Ce traitement terrible, ponctué d’insultes et de menaces, eut un effet terriblement ironique. Alors que Johann se tournait de plus en plus vers la foi ulricaine, parlant à douze ans à peine de rentrer dans les ordres et porter le nom de la famille jusque dans le domaine de la foi, particulièrement importante à Middenheim. Instantanément Tétradie prit Ulric en grippe. Cette divinité était donc le protecteur de ce frère qui s’en prenait à elle, qui la frappait ? Et bien, le Père de l’Hiver se passerait d’elle ! Ses prières seraient fausses, sa dévotion minimale, ses dons absents. Alors dans sa huitième année, la jeune fille surprit son entourage en arborant un médaillon en forme de marteau au lieu du loup familial. Ses parents ne comprenaient pas, refusèrent au début et hésitèrent sur la conduite à adopter ; Middenlander ou pas, Sigmar restait le dieu tutélaire de l’Empire et interdire à une personne de porter son symbole pouvait être mal vu. Ils finirent néanmoins par lui confisquer, arguant qu’à son âge elle n’avait pas d’opinion tranchée sur la religion, à raison.
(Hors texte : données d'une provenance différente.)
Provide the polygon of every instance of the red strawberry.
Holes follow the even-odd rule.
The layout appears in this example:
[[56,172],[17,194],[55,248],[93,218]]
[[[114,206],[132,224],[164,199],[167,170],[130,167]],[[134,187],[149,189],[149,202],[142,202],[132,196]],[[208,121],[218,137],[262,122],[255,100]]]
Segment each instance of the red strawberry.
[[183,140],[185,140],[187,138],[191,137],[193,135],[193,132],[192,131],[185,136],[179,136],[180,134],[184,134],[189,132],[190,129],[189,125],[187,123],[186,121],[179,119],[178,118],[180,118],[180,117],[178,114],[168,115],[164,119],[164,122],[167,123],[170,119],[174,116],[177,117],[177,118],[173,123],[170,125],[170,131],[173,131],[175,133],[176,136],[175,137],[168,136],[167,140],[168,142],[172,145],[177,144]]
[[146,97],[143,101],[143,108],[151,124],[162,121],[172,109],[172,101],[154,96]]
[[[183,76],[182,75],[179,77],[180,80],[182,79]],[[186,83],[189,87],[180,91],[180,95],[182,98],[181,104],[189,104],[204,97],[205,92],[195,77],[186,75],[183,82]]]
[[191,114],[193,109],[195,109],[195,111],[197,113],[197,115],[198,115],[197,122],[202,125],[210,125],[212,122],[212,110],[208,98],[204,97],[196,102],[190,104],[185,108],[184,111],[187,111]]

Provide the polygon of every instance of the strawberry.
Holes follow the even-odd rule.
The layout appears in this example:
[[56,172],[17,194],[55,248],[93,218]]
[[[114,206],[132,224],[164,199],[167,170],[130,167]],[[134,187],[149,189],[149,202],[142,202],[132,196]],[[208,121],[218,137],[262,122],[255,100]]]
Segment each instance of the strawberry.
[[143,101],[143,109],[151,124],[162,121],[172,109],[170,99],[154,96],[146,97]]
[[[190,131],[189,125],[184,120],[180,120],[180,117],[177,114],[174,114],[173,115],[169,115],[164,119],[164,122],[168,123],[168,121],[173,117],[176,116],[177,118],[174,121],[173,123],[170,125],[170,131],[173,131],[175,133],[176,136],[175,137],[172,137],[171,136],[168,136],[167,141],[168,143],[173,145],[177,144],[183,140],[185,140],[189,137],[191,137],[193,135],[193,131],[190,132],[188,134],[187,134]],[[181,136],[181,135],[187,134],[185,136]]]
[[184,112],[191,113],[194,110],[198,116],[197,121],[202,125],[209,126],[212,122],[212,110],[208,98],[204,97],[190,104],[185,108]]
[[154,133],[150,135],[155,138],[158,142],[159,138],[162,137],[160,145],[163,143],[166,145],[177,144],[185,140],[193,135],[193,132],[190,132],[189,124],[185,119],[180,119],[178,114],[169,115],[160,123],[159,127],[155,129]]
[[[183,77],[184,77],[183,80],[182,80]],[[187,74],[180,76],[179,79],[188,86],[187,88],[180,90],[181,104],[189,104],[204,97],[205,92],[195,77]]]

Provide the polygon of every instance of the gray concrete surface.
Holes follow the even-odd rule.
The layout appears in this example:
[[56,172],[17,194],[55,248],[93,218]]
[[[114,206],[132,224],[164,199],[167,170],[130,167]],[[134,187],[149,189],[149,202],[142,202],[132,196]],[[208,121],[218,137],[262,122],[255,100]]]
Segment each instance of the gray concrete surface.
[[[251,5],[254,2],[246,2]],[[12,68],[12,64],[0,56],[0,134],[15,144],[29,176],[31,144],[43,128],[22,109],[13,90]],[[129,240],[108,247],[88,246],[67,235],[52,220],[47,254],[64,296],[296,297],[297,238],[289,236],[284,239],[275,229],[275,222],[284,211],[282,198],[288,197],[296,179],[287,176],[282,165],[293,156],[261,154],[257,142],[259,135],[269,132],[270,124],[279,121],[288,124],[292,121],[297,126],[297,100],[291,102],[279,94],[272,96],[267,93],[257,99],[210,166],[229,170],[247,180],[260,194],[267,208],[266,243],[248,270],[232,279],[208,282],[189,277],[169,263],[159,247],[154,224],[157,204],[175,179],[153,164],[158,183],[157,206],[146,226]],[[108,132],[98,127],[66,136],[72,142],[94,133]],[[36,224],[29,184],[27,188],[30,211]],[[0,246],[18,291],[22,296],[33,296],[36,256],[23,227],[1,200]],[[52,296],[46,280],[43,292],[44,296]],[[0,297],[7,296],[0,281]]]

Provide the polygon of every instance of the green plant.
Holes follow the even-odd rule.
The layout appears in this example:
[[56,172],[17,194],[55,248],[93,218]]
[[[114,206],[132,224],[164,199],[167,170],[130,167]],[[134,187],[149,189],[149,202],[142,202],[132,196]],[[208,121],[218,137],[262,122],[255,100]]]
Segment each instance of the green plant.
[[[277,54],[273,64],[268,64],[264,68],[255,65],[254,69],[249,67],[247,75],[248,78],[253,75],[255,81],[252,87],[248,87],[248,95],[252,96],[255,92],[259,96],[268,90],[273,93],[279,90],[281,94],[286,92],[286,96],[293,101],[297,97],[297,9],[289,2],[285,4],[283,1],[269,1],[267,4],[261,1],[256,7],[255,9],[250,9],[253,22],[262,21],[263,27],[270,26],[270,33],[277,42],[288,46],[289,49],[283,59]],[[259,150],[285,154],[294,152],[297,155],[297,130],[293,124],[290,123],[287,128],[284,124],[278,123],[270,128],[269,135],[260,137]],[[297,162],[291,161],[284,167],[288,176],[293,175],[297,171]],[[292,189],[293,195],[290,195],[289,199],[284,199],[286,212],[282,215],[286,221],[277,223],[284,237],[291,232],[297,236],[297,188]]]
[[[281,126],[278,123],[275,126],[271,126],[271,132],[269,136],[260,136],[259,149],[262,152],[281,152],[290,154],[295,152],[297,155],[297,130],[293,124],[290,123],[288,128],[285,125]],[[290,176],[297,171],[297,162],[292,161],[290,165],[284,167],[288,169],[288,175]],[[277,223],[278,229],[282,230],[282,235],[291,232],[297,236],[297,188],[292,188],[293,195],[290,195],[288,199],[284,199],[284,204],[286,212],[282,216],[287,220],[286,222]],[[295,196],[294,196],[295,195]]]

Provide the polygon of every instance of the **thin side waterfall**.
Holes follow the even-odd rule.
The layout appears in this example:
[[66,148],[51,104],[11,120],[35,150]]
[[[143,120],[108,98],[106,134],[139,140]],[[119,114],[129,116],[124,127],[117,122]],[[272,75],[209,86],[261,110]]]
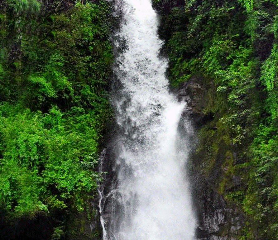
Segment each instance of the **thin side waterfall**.
[[[115,39],[125,47],[114,68],[120,83],[112,99],[119,129],[117,180],[106,196],[100,191],[103,239],[193,240],[195,222],[185,170],[190,127],[181,120],[185,103],[169,93],[151,0],[123,0],[121,6]],[[111,210],[104,217],[108,197]]]

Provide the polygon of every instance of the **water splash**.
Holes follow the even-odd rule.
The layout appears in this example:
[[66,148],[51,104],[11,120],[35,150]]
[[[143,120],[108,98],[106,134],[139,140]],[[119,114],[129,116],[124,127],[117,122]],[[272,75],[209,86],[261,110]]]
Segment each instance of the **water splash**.
[[[169,93],[150,0],[122,4],[115,39],[126,47],[117,59],[121,87],[112,99],[120,129],[117,180],[108,194],[112,212],[102,218],[103,239],[192,240],[195,222],[184,170],[188,144],[177,130],[185,103]],[[102,211],[101,200],[99,206]]]

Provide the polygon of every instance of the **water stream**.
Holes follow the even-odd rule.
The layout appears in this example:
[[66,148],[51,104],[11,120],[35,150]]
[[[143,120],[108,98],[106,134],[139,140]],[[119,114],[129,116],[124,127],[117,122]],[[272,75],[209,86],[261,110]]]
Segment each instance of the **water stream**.
[[[117,180],[106,196],[100,192],[101,215],[103,198],[113,200],[109,216],[101,218],[103,240],[192,240],[195,222],[185,170],[191,128],[181,120],[185,103],[169,93],[151,0],[120,4],[115,44],[125,47],[117,59],[120,83],[112,98],[119,129]],[[179,124],[186,129],[182,134]]]

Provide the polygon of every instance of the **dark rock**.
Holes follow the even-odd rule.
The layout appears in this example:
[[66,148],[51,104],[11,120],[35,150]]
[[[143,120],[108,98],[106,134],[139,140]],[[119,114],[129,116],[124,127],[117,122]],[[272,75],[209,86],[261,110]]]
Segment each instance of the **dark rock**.
[[180,86],[177,96],[179,102],[185,102],[187,104],[183,116],[189,118],[197,128],[213,119],[211,113],[205,114],[203,112],[207,103],[208,90],[211,87],[204,82],[200,77],[190,78]]

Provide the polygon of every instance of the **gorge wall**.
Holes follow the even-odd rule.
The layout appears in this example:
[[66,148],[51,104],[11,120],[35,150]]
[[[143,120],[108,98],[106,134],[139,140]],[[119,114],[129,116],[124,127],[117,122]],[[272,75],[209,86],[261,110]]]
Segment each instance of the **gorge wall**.
[[152,2],[170,84],[198,139],[197,236],[276,239],[278,3]]

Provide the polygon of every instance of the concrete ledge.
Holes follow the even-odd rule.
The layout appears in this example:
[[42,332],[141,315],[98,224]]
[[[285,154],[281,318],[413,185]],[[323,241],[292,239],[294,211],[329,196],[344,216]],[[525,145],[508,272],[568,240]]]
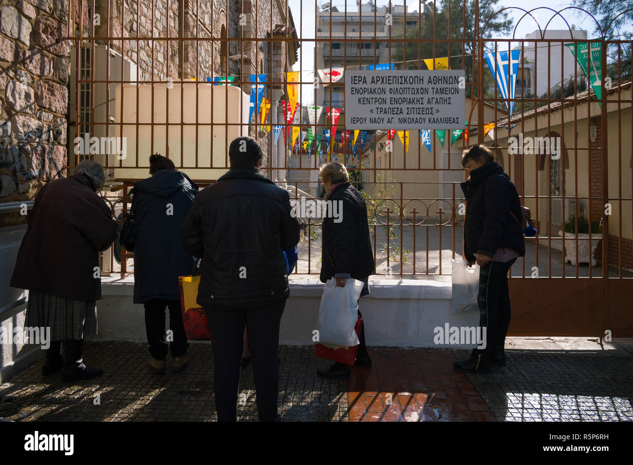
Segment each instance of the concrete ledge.
[[27,314],[25,299],[16,303],[17,305],[5,309],[0,314],[0,326],[4,328],[4,333],[11,338],[9,344],[0,344],[0,383],[16,371],[26,368],[44,354],[39,345],[15,344],[13,340],[13,329],[24,328]]
[[[281,321],[279,342],[312,345],[323,284],[316,276],[292,278]],[[101,340],[145,340],[144,309],[132,303],[134,277],[101,280],[103,298],[97,302]],[[370,295],[360,300],[370,345],[467,348],[468,345],[436,344],[434,328],[473,326],[479,312],[453,314],[450,277],[420,280],[370,278]],[[167,318],[166,316],[166,321]],[[167,322],[168,327],[168,322]]]
[[[325,285],[318,278],[291,278],[290,295],[320,297]],[[448,299],[453,298],[450,280],[369,280],[370,295],[363,299]],[[101,278],[103,295],[134,295],[134,278],[104,276]]]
C’est là qu’intervint le premier signe de qui deviendrait son lien particulier avec l’empereur devenu dieu. Une fois le colifichet arraché à son cou d’enfant et caché dans une armoire, Tétradie ressenti un vide profond. Plus forte qu’une simple vexation ou déception, c’était comme si le fait de se voir retirer ce symbole lui avait causé un manque au cœur, quelque chose qu’elle n’avait jamais ressenti jusqu’alors. Trop jeune pour comprendre et surtout trop confuse, elle n’en parla à personne, gardant ce sentiment en elle comme un lourd secret. Pour son frère Johann, qui demeurait seul à la maison maintenant que ses grands frères grandissaient et quittaient le domicile pour travailler ou vivre ailleurs, ce fût le signal qu’il avait le champ libre : la petite fille parfaite avait déçu des attentes et en plus de ça manifesté une foi envers le dieu du Reikland, la terre des faibles hommes du Sud! Les coups redoublèrent dans les mois qui suivirent, plus violents, plus visibles aussi. A vrai dire même, ils ne s’arrêtèrent jamais.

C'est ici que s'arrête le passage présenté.